Project Bella

A Life of Crime

This week, I did what I've done pretty much every week and didn't do anything close to what I said I'd do last week. I took my professor's suggestion to try and fashion one of the existing Unity ML-Agents examples into a game, and I believe I'm making decent progress. I took the Food Collector example since it was so similar to my forager agent (but in 3D!) and messed around with it. In the original example, the agents were capable of picking up food and poison, and temporarily freezing other agents with a laser. I modified it so that each agent is now a sort of combination of a penguin agent (tbt my girl Joundoom) and a foraging agent:

  • There are five agents in the scene that are competing for resources
  • Each agent has its own "nest"
  • An agent can move forward and turn (like Joundoom the penguin)
  • An agent can collect little green food balls and red poison balls scattered around the scene, much like the foraging agent; these collectables regenerate upon collection
  • An agent can eat a limited number of food balls before they must drop them off at their nest to collect more
  • Eating food balls increases an agent's energy, but it will slow them down
  • An agent can enter "aggressive" mode in which they turn red and speed up; if they touch another agent while aggressive, the touched agent will be sent back to their nest and become frozen for a few moments; this mode consumes energy and is unique from both the penguin and foraging agent

Each of these agents receive the following observations:

  • The direction they're facing
  • The direction toward their nest
  • The distance to their nest
  • Whether or not they are frozen (which occurs if they're touched by an aggressive agent)
  • Whether or not they're in aggressive mode
  • Whether or not they're carrying the maximum number of food items
  • The percent of their maximum energy remaining

Finally, each agent received the following rewards and punishments (on the first attempt):

  • +1 when a food ball is collected
  • +1 when they bring food to their nest
  • -1 when a poison ball is collected
  • -1 when touched by an aggressive agent

I trained sixteen of these agents for 20 thousand iterations, and by the end of it they were grabbing food and avoiding poison with precision. Even so, they still weren't returning to their nests to drop the food off. They were also becoming aggressive as much as possible because it made them move faster. Since energy and food were connected during this run, becoming aggressive would burn both energy and food, allowing them to collect more food and causing the agent score to skyrocket despite the fact that they weren't performing the crucial step of returning to the nest. On the next attempt, I created a very small punishment for becoming aggressive, and did not reset the energy when the round resets. With these modifications, they STILL weren't returning to the nest, but they weren't becoming aggressive nearly as frequently (they would only use it as a small boost to grab a piece of food right in front of them). They also started displaying some SUPER cute behavior, like stopping, looking around, and charging.

Finally, I added a curriculum and a stronger penalty for getting touched by an aggressive agent: they get returned to their nest, temporarily frozen, AND they lose all their food. I also decoupled food and energy, so an agent can now lose energy without losing food, but still gain energy if they eat food. This forces them to have to return to their nest if they want to keep collecting food and increase their energy.
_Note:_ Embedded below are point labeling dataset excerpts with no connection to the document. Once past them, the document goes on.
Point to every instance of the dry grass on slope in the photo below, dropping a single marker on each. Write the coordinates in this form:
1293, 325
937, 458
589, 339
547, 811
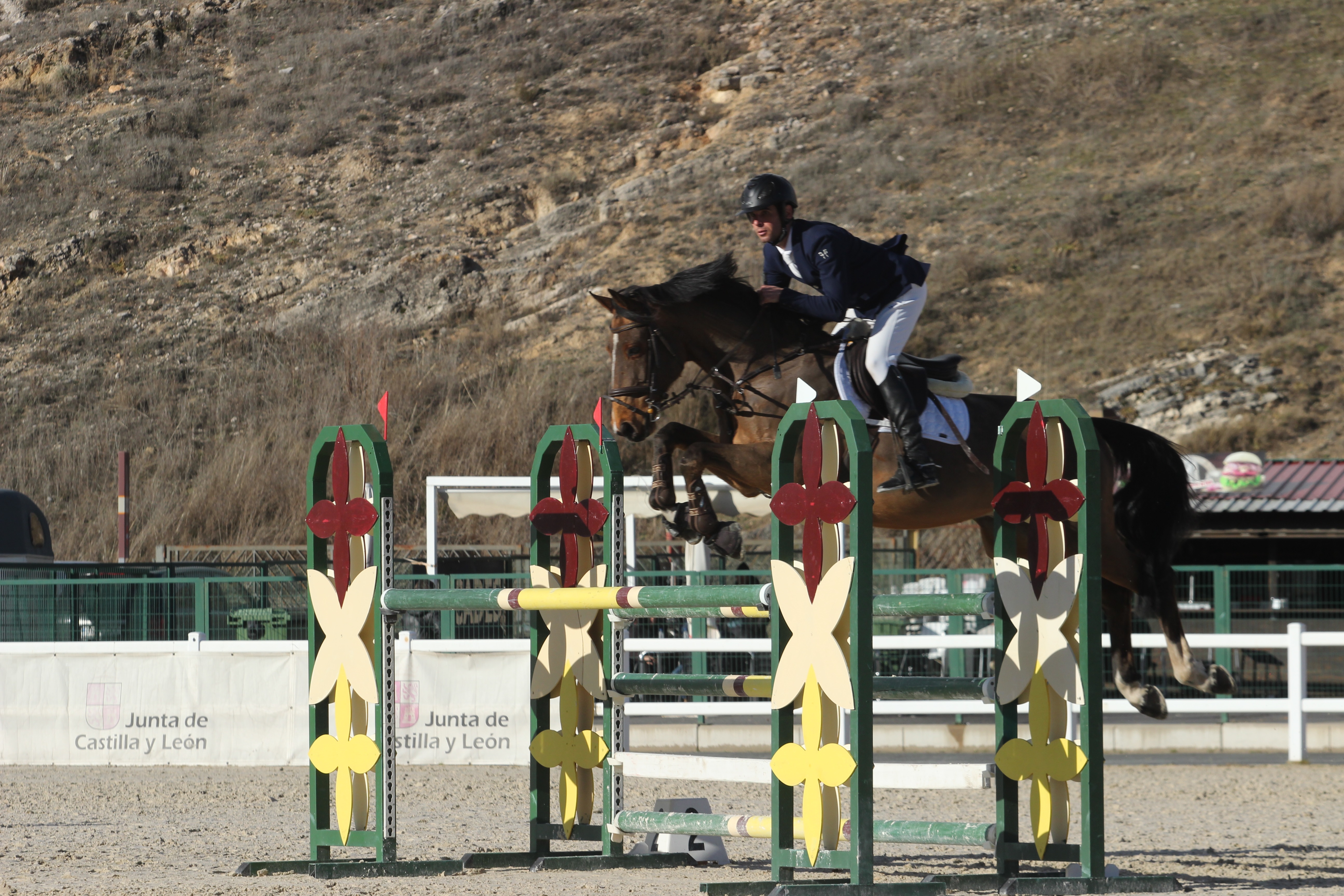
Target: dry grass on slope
221, 457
The curriculum I used modulated two parameters: "nest radius" and "max food". Nest radius determines how close an agent has to be to their nest for food drop off to occur, and max food determines how much food they can hold at once. Nest radius gradually decreases while max food gradually increases. Here is the curriculum I ultimately used:

200 thousand iterations later (an hour and fifteen minutes), they were finally returning to the nest:

This game is playable if the agent's behavior parameters inferencing mode is changed from default to heuristic, but it is obviously not polished to play yet. The AIs are formidable and play like a very focused human, but I don't think the game is engaging enough yet. These agents clearly function as challenging and somewhat sympathetic (they're really cute) AIs with a complex machine learning model for a brain. I have an idea of exactly what I want to do for next week, but I won't reveal it yet; it has to do with themeing for the game for which I have very specific inspiration that I'm excited to try out.